El ensotanado curángano ni se apercibió. Dormitaba desde la palestra del aula atrincherado tras unas gafas ahumadas para simular su duermevela. Tal vez, acaso, atacado en su sueño por Cthulhu, el rey del Mal de Lovecraft. Nuestro pequeño héroe -en edad, no en estatura- no se descompuso. Le asaltó una única duda: cómo explicar a su madre la razón de la ofensiva mácula en su pulcra camisa. No es que temiera bronca, sabía eso. Aquello fue un accidente, no hubo premeditación, qué estupidez. No consultó con sus amigos qué hacer. No era un pícaro. Su ropa era escasa. Y aquella camisa era la de «los domingos». Se la puso ese día «lectivo» por capricho, igual que un dios pagano arbitrando el destino de los mortales. Su torpeza, el azar o alguna erinia ocasionó el estropicio. Ces't la vie.
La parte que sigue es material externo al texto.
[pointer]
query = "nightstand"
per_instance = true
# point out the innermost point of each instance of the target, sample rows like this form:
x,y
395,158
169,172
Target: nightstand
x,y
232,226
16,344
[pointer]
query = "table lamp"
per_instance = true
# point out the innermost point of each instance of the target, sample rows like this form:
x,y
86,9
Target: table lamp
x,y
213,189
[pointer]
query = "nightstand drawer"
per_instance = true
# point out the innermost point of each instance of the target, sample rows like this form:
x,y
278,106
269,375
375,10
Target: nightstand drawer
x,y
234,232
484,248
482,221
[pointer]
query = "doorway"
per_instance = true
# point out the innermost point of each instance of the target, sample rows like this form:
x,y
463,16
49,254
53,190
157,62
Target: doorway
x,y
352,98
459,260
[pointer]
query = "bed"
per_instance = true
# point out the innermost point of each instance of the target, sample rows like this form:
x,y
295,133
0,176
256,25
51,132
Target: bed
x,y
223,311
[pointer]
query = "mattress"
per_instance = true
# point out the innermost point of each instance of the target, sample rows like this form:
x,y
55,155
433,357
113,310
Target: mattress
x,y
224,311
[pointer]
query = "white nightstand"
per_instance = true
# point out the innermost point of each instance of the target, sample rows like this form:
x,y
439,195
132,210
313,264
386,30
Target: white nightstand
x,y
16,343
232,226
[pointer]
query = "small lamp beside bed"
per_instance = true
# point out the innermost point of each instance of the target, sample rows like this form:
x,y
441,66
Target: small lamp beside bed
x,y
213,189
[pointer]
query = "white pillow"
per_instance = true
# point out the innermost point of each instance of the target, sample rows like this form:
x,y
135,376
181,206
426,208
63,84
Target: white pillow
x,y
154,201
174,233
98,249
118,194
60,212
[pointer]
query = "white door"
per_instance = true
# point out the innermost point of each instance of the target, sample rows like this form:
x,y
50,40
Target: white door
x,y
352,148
Volvió a casa cubierto con un jersey para que su madre no viera el manchón en su inmaculada camisa blanca. De verlo, el enojo sería pasajero, pero quería evitar el engorro. Una mancha de tinta cuesta mucho limpiarla. Su padre ni se enteraría estando arreglando motores averiados de pesqueros en Ondarroa o en el Golfo Pérsico con su torsiógrafo, que así se llamaba un instrumento hoy arqueológico. Resolvió guardar -en realidad, sepultar- la camisa ultrajada por el destino en un cajón de un mueble de su habitación. Nunca más se la puso. Su mamá, más intuitiva que sabia, tampoco preguntó.

Pero siempre la conservó (la camisa). Hasta su muerte con 65 años, un 5 de julio. Diez años antes de su óbito, se paseaba por las calles con camisas blancas violadas con tinta pelikán. Lo tachaban de enajenado. Otros, de loco vidriera por despachar verdades intolerables para especialistas en juzgar antes de juzgarse a sí mismos: «esos que aspiran a ganarse el cielo mientras hacen de tu vida un infierno», gustaba decir. Hubo excepciones que lo respetaron y fueron a su pobre y melodramático funeral en un bello rosicler de verano. Le apodaron el «hombre con estigma». El hombre con la mancha perenne en la camisa blanca. Un quijote quijotesco, un extraterrestre.